Driven RLC Resonance and Phasors
Drive a series resistor, inductor and capacitor with an alternating voltage and the circuit answers most strongly at one special frequency. The impedance is $Z = R + i(\omega L - 1/\omega C)$: the inductor and capacitor reactances fight each other, and at $\omega_0 = 1/\sqrt{LC}$ they exactly cancel, leaving only $R$. There the current is largest, $V_0/R$, and it swings in phase with the drive. The phasor diagram tells the whole story: $V_R$ points along the current, $V_L$ leads it by 90 degrees, $V_C$ lags by 90 degrees, and they add tip-to-tail to the source voltage.
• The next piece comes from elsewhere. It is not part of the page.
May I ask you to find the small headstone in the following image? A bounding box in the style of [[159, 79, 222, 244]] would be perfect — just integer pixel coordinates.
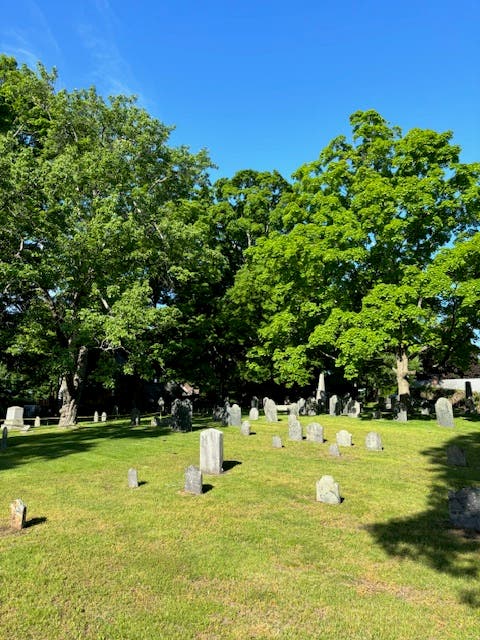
[[93, 411, 99, 423], [1, 426, 7, 450], [420, 401, 430, 416], [184, 465, 203, 495], [305, 396, 318, 416], [150, 417, 156, 426], [287, 402, 299, 417], [329, 443, 341, 457], [316, 475, 341, 504], [101, 411, 107, 422], [394, 402, 408, 422], [272, 435, 283, 448], [10, 498, 27, 530], [287, 412, 298, 428], [240, 420, 251, 436], [446, 445, 467, 467], [128, 468, 139, 488], [329, 395, 340, 416], [448, 487, 480, 530], [2, 406, 24, 431], [298, 398, 306, 415], [365, 431, 383, 451], [229, 403, 242, 427], [349, 401, 361, 418], [264, 398, 278, 423], [385, 396, 392, 410], [200, 428, 223, 474], [336, 429, 352, 447], [34, 416, 41, 428], [249, 407, 259, 421], [251, 396, 259, 409], [306, 422, 324, 443], [171, 399, 192, 432], [288, 419, 303, 441], [435, 397, 454, 428]]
The sharpness of the resonance is the quality factor $Q = (1/R)\sqrt{L/C}$, which is also how many times larger $V_L$ and $V_C$ grow than the source at resonance (they are equal and opposite, each $Q$ times $V_0$), and it sets the bandwidth $\Delta\omega = \omega_0/Q$. This single peak is how every radio tunes to one station.
WHAT TO TRY
- Sweep the drive frequency $f$ across the peak: the current marker climbs to the top of the resonance curve at $f_0$, and in the phasor diagram the reactive part shrinks to zero and the source lines up with $V_R$.
- Drop the resistance $R$: the peak gets taller and narrower, $Q$ rises, and $V_L$ and $V_C$ balloon far beyond the source voltage at resonance.
- Below $f_0$ the capacitor wins (the phase is negative, the circuit is capacitive); above $f_0$ the inductor wins (the phase is positive).
- Change $L$ or $C$ and watch $f_0 = 1/(2\pi\sqrt{LC})$ slide along the frequency axis.